Here are four things to keep in mind that have been helpful to other doctors in these situations:
- Don’t discuss donation before or during the delivery of a grave prognosis. Because delivering a grave prognosis is so difficult, it can be natural to want to say something positive as well, such as the potential of helping others through donation. However, this often isn’t the best time to begin this conversation, since families naturally hold onto any evidence of hope at this very difficult moment. For example, a family that is told “there is not much hope” hears “there is still some hope.” If all interventions have been tried and have not worked, and there is nothing else that can be done, the family needs time to understand that.

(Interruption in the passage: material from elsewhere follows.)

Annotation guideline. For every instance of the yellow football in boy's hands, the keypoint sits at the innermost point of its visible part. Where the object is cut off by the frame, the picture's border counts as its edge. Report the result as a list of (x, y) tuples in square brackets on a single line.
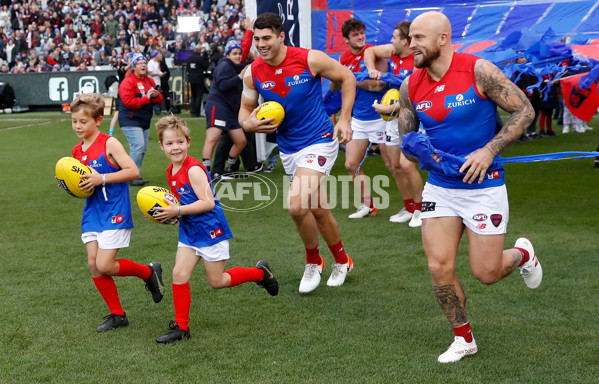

- Take a timeout. The family must have time and space to absorb this tragic news before they receive additional end-of-life information. If donation is mentioned to a family prior to this “close-ended” news, they might conclude that the care team has quit trying—that they are more concerned about recovering organs and tissues. The family must have complete confidence that all medical interventions have been attempted to extend the patient’s life. Anything less plants seeds of doubt and mistrust.
- Create a plan with LifeCenter Northwest. We know that when families understand the good that can come from donation, they rarely say no. But donation information must be delivered in a respectful, time-sensitive manner—and with a unified approach and support from the care team and LifeCenter Northwest. We all owe that to the grieving family and to the thousands of people currently waiting for an organ, eye, or tissue transplant. That’s why it’s so important to call LifeCenter Northwest (888-543-3287) early, before beginning the donation conversation. Together, we can work to help your patient’s family find comfort in a difficult time.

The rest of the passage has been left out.